Without the backing of a well-oiled promotional machine, Kore traveled across the Atlantic for the first time in his career in 2017 and fought his eighth professional bout on a Christy Martin promoted card in Charlotte, North Carolina where he scored an easy KO1 over Richmond’s Travis Davidson. In his next bout, Kore knocked out Armenian Armen Ypremyan to claim the IBO Mediterranean Middleweight Title for his first taste of alphabet hardware.
Promoter-less, Kore signed with a German management team in 2018 and began splitting time between Copenhagen and Karlsruhe, Germany. It’s at the Mach1 Gym in Karlsruhe where Kore practices his craft under the tutelage of top-rated German trainer Dominik Junge.
After going 1-0-1 in 2019, Kore hoped 2020 would be the year he’d create big waves in the middleweight waters, with a personal goal of cracking the top ten of an alphabet ranking.

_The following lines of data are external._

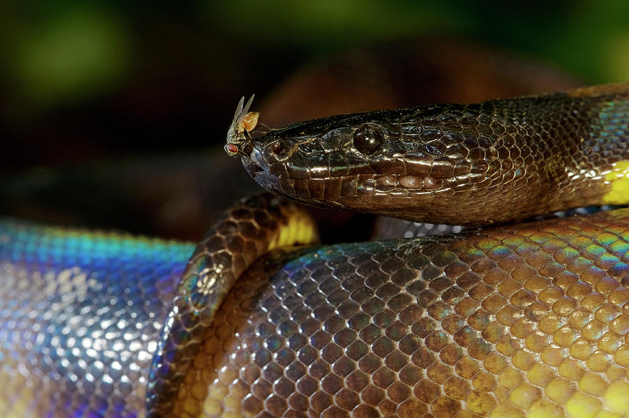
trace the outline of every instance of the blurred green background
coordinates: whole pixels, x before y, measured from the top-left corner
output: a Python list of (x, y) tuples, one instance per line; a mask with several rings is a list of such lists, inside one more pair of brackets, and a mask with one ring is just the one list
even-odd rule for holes
[(208, 202), (255, 186), (222, 155), (199, 168), (240, 96), (260, 105), (305, 65), (426, 36), (629, 80), (629, 1), (5, 1), (0, 215), (196, 239)]
[(223, 142), (234, 104), (348, 47), (444, 34), (629, 79), (629, 2), (23, 1), (0, 6), (0, 172)]

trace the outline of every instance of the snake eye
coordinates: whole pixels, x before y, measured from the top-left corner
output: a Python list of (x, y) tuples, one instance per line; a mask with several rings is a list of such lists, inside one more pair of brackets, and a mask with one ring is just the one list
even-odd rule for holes
[(365, 124), (354, 132), (354, 147), (365, 155), (370, 155), (382, 146), (384, 134), (382, 129), (374, 124)]

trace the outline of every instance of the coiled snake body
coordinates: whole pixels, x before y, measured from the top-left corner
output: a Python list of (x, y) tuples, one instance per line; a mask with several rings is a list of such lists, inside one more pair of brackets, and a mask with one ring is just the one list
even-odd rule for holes
[[(486, 225), (629, 196), (627, 85), (243, 138), (245, 167), (276, 193), (408, 219)], [(0, 406), (129, 417), (145, 396), (155, 417), (629, 415), (628, 209), (282, 248), (313, 242), (312, 227), (291, 203), (250, 198), (184, 271), (189, 244), (3, 223)]]

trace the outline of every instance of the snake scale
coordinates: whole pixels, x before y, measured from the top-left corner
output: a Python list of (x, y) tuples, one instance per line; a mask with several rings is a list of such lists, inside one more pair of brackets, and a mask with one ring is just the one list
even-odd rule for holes
[[(627, 85), (240, 133), (317, 205), (474, 226), (629, 196)], [(3, 221), (3, 416), (629, 416), (629, 209), (315, 241), (270, 195), (196, 248)]]

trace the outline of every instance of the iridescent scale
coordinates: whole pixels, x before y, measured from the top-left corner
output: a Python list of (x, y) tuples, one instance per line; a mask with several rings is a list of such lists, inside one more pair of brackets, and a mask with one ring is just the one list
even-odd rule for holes
[(0, 222), (1, 415), (143, 416), (166, 302), (194, 248)]

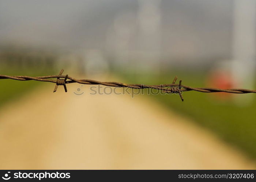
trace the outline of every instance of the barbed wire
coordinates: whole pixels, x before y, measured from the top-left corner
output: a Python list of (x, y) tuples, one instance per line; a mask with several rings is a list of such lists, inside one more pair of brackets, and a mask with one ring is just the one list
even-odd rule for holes
[[(20, 81), (27, 81), (34, 80), (40, 82), (47, 82), (56, 84), (53, 90), (55, 92), (59, 85), (63, 85), (65, 92), (68, 91), (66, 84), (73, 83), (77, 83), (80, 84), (100, 84), (105, 86), (116, 87), (129, 87), (133, 89), (142, 89), (144, 88), (152, 88), (162, 91), (163, 92), (169, 93), (178, 94), (180, 97), (181, 100), (183, 101), (184, 99), (182, 95), (183, 92), (194, 91), (197, 92), (212, 93), (217, 92), (224, 92), (233, 94), (247, 94), (249, 93), (256, 93), (256, 90), (249, 89), (230, 88), (228, 89), (222, 89), (214, 88), (208, 87), (192, 87), (189, 86), (183, 85), (181, 84), (181, 80), (180, 80), (178, 84), (175, 82), (178, 79), (176, 76), (171, 84), (161, 84), (160, 85), (147, 85), (144, 84), (126, 84), (122, 83), (114, 82), (102, 82), (98, 81), (90, 80), (88, 79), (78, 79), (73, 78), (68, 76), (68, 74), (62, 75), (64, 71), (63, 69), (58, 75), (46, 76), (10, 76), (0, 75), (0, 79), (11, 79)], [(56, 80), (50, 79), (57, 78)], [(61, 79), (62, 78), (63, 79)], [(68, 79), (69, 80), (67, 80)]]

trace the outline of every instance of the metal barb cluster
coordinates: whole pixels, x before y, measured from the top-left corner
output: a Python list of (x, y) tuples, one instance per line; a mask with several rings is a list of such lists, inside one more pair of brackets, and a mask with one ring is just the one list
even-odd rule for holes
[[(178, 79), (175, 76), (172, 84), (162, 84), (160, 85), (146, 85), (144, 84), (126, 84), (122, 83), (106, 82), (101, 82), (93, 80), (88, 79), (78, 79), (74, 78), (68, 76), (62, 75), (64, 70), (62, 69), (60, 74), (58, 75), (46, 76), (43, 76), (32, 77), (26, 76), (10, 76), (0, 75), (0, 79), (11, 79), (20, 81), (27, 81), (34, 80), (40, 82), (52, 82), (56, 84), (53, 92), (55, 92), (59, 85), (63, 85), (65, 92), (68, 91), (66, 84), (73, 83), (77, 83), (80, 84), (100, 84), (105, 86), (116, 87), (126, 87), (133, 89), (143, 89), (144, 88), (152, 88), (162, 91), (166, 93), (174, 93), (178, 94), (181, 100), (183, 101), (184, 99), (182, 96), (183, 92), (191, 91), (193, 90), (197, 92), (212, 93), (216, 92), (225, 92), (233, 94), (247, 94), (248, 93), (256, 93), (256, 90), (249, 89), (230, 88), (228, 89), (222, 89), (214, 88), (194, 88), (189, 86), (182, 85), (181, 84), (181, 80), (180, 80), (178, 84), (176, 84), (175, 82)], [(57, 78), (56, 80), (54, 80), (51, 78)], [(64, 79), (61, 79), (64, 78)], [(68, 80), (67, 79), (69, 80)]]

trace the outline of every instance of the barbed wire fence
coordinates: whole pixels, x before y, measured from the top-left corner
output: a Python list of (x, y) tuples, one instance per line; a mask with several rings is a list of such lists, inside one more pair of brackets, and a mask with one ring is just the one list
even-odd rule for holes
[[(239, 88), (222, 89), (214, 88), (193, 87), (182, 85), (181, 84), (182, 81), (181, 80), (180, 80), (178, 84), (176, 84), (175, 83), (178, 79), (177, 76), (175, 76), (173, 81), (171, 84), (161, 84), (159, 85), (127, 84), (122, 83), (114, 82), (102, 82), (88, 79), (76, 79), (72, 78), (71, 76), (68, 76), (68, 74), (67, 74), (65, 75), (62, 75), (64, 71), (64, 70), (63, 69), (62, 69), (60, 74), (58, 75), (50, 75), (37, 77), (28, 76), (10, 76), (0, 75), (0, 79), (11, 79), (20, 81), (34, 80), (40, 82), (52, 82), (56, 84), (55, 87), (53, 90), (53, 92), (55, 92), (57, 91), (58, 86), (59, 85), (63, 85), (65, 92), (67, 92), (68, 90), (66, 84), (73, 83), (77, 83), (80, 84), (99, 84), (110, 87), (129, 87), (136, 89), (151, 88), (160, 90), (166, 93), (178, 94), (180, 95), (182, 101), (184, 100), (182, 95), (183, 92), (188, 91), (194, 91), (205, 93), (224, 92), (233, 94), (256, 93), (256, 90), (249, 89)], [(57, 78), (57, 79), (56, 80), (54, 80), (50, 79), (52, 78)]]

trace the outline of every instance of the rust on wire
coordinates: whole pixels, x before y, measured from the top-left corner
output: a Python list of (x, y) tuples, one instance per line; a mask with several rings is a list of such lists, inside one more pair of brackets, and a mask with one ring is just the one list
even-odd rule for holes
[[(183, 92), (194, 91), (197, 92), (212, 93), (216, 92), (225, 92), (233, 94), (247, 94), (248, 93), (255, 93), (256, 90), (249, 89), (230, 88), (228, 89), (222, 89), (214, 88), (196, 87), (194, 88), (189, 86), (183, 85), (181, 84), (181, 80), (180, 80), (178, 84), (175, 82), (178, 79), (176, 76), (172, 84), (167, 84), (160, 85), (147, 85), (144, 84), (126, 84), (122, 83), (107, 82), (101, 82), (93, 80), (88, 79), (78, 79), (73, 78), (68, 76), (63, 75), (64, 71), (63, 69), (58, 75), (46, 76), (10, 76), (0, 75), (0, 79), (11, 79), (20, 81), (27, 81), (34, 80), (40, 82), (47, 82), (56, 84), (53, 92), (55, 92), (59, 85), (63, 85), (65, 92), (68, 91), (66, 84), (77, 83), (80, 84), (100, 84), (105, 86), (116, 87), (126, 87), (133, 89), (142, 89), (144, 88), (152, 88), (162, 91), (166, 93), (176, 93), (178, 94), (181, 100), (183, 101), (184, 99), (182, 95)], [(56, 80), (53, 80), (52, 78), (57, 78)], [(64, 79), (61, 79), (63, 78)], [(68, 79), (69, 80), (67, 80)]]

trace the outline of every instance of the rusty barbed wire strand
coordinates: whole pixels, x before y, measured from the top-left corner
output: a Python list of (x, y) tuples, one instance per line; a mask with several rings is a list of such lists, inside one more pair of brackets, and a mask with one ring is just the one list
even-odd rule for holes
[[(161, 84), (160, 85), (147, 85), (144, 84), (126, 84), (125, 83), (114, 82), (102, 82), (98, 81), (90, 80), (88, 79), (78, 79), (73, 78), (68, 76), (62, 75), (64, 71), (63, 69), (58, 75), (46, 76), (10, 76), (0, 75), (0, 79), (11, 79), (20, 81), (28, 81), (34, 80), (40, 82), (47, 82), (56, 84), (53, 92), (55, 92), (59, 85), (63, 85), (65, 92), (67, 92), (66, 84), (77, 83), (80, 84), (100, 84), (105, 86), (115, 87), (126, 87), (133, 89), (142, 89), (144, 88), (152, 88), (162, 91), (163, 92), (169, 93), (177, 93), (180, 97), (182, 101), (184, 99), (182, 95), (183, 92), (188, 91), (196, 91), (205, 93), (212, 93), (217, 92), (225, 92), (233, 94), (248, 94), (249, 93), (256, 93), (256, 90), (249, 89), (230, 88), (222, 89), (214, 88), (207, 87), (192, 87), (181, 84), (181, 80), (180, 80), (178, 84), (175, 84), (178, 78), (176, 76), (171, 84)], [(56, 80), (50, 79), (57, 78)], [(61, 79), (63, 78), (64, 79)], [(67, 80), (68, 79), (69, 80)]]

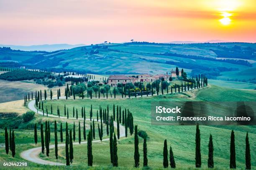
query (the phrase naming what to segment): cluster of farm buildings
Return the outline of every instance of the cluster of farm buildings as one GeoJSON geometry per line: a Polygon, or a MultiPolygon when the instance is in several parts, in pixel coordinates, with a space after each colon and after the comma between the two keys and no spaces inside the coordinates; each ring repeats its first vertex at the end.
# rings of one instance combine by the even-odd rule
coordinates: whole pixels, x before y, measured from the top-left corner
{"type": "MultiPolygon", "coordinates": [[[[84,75],[69,75],[64,73],[56,73],[56,76],[62,75],[64,78],[66,77],[72,77],[73,78],[81,78],[84,80],[87,78],[84,75]]],[[[179,76],[181,76],[181,72],[179,72],[179,76]]],[[[109,76],[107,80],[107,83],[111,87],[116,87],[118,84],[122,83],[125,84],[129,82],[133,84],[136,82],[153,82],[157,80],[161,80],[164,78],[165,80],[169,80],[169,78],[172,77],[172,79],[177,78],[176,72],[173,70],[171,71],[170,74],[159,74],[152,75],[149,74],[141,74],[137,75],[136,77],[129,77],[123,75],[112,75],[109,76]]],[[[93,81],[93,80],[88,80],[88,81],[93,81]]],[[[103,81],[102,81],[103,82],[103,81]]]]}
{"type": "MultiPolygon", "coordinates": [[[[179,71],[179,76],[181,76],[181,71],[179,71]]],[[[153,82],[157,80],[161,80],[163,78],[165,80],[169,80],[170,77],[172,77],[173,79],[177,78],[175,71],[172,70],[170,75],[167,74],[156,75],[142,74],[137,75],[136,78],[128,77],[125,75],[110,75],[108,79],[108,83],[111,87],[116,87],[118,83],[125,84],[129,82],[134,83],[135,82],[153,82]]]]}

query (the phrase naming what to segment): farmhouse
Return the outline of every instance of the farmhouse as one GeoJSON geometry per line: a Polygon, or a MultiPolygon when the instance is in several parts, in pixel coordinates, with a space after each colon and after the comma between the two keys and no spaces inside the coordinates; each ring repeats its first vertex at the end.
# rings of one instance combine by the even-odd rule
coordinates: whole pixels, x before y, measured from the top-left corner
{"type": "MultiPolygon", "coordinates": [[[[172,78],[176,78],[177,77],[177,75],[176,75],[176,71],[175,70],[174,70],[173,69],[172,69],[172,71],[171,71],[171,75],[172,78]]],[[[181,71],[179,71],[179,76],[181,76],[181,71]]]]}
{"type": "Polygon", "coordinates": [[[83,80],[87,80],[87,78],[84,75],[68,75],[66,76],[63,77],[64,78],[81,78],[83,80]]]}
{"type": "Polygon", "coordinates": [[[124,75],[110,75],[108,79],[108,83],[111,87],[116,87],[118,83],[126,84],[129,82],[133,83],[133,78],[124,75]]]}

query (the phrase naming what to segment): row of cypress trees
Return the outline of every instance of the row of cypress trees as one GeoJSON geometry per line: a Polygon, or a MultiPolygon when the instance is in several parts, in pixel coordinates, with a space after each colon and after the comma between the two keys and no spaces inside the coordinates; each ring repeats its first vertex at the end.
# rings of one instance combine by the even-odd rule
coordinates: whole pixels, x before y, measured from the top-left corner
{"type": "MultiPolygon", "coordinates": [[[[199,129],[199,125],[197,123],[196,126],[196,138],[195,138],[195,166],[196,168],[201,168],[202,165],[201,150],[200,150],[200,134],[199,129]]],[[[210,134],[209,141],[208,145],[208,158],[207,160],[208,168],[212,168],[214,167],[214,162],[213,161],[213,151],[214,147],[212,142],[212,136],[210,134]]],[[[246,133],[246,169],[251,169],[251,153],[250,150],[250,144],[249,143],[249,138],[248,132],[246,133]]],[[[234,131],[232,130],[230,135],[230,157],[229,167],[231,169],[236,169],[236,148],[235,144],[235,134],[234,131]]]]}

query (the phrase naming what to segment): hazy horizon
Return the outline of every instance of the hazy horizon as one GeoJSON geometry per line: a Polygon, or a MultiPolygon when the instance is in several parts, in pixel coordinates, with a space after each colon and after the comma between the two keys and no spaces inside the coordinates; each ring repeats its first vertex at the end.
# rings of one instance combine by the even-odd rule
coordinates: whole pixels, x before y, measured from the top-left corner
{"type": "Polygon", "coordinates": [[[0,1],[0,44],[256,42],[253,0],[0,1]]]}

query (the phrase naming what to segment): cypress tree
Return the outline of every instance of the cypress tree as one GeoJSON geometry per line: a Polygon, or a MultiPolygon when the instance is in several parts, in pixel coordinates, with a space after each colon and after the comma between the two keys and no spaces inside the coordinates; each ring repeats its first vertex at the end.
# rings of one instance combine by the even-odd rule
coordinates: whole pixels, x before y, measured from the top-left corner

After penning a new contract with an upstart Danish promotional company, Kore’s 2020 began with a bang when he KO’d Frenchman Idaas Redjdal in late February. Then the COVID-19 pandemic thrust the world into disarray. Uncertainty ruled the day and Kore and his new team had little control over when his next contest would be.
“They said March, then in May, June, July,” Kore said. “During all this time at some point, my body said you need to relax. I was training too much, overtraining. I was training for a fight and then about a week or two before a fight the Danish government said no events….so I had to stop training.”
Kore eventually eased off the gas and split with his Danish promoters. In March 2021 Kore made a curious, but calculated career move for someone with only one fight in America and inked a deal with California-based promoter Shane Shapiro and his promotional company, No Limit Mindset.
Junge and Shapiro had a prior relationship, and Kore was impressed with the way the young promoter had managed the career of Turkish-German super middleweight Cem Kilic. A few phone calls later, Kore was convinced that signing with No Limit Mindset was the right decision for his career.
“When I spoke with Shane, the whole vibe, the energy, it was completely different,” Kore said glowingly.
With his promotional situation straightened out, Kore, who hasn’t fought in 14 months, has his sights set on returning to the ring as soon as possible.
“Shane is planning something for the end of May or June,” Kore said. “He really wants me to get in the ring, but there have been so many things in Germany, the restrictions and lockdowns, not even allowing professional athletes to train.”
The 31 year-old Kore continued, “It doesn’t really matter where the fight is, I just want to have progression in my career. The goal is to climb the rankings and get into the top ten. This is what I want, this is what I dream of, this is what I’m willing to do everything for. If the fights are in the US, then let’s go.”
Currently, Boxrec.com rates Kore, whose record stands at 11-0-1 with 6 kayos, as Denmark’s top-ranked male boxer. He admits that at present, though, the state of the country’s female fight game is a bit healthier than the men’s.
“Right now the female fighters are doing pretty good, but the males…the young guys are still prospects,” Kore said. “The promoters just need to keep these young guys busy. It looks like maybe one or two more years before it looks like anything.”
While a younger generation of Danish fighters may be a few years away from earning legitimate contender status, Kore knows he’s knocking on that door.
He anticipates he’ll return to the ring with a “comeback fight” against a modest level of competition. After that, he believes just one or two wins against “next-level” competition will catapult him into a top ten ranking and position him for a crack at a world title. That’s the roadmap to glory that Kore has laid out in his mind. With Shapiro and Junge in his corner, Kore believes he now has the right team around him to help him fulfill his dreams.
Time and again, whether in life or in the ring, Kore has shown an extraordinary ability to overcome adversity. He may get knocked down, but you can’t count him out. Only a fool would doubt him.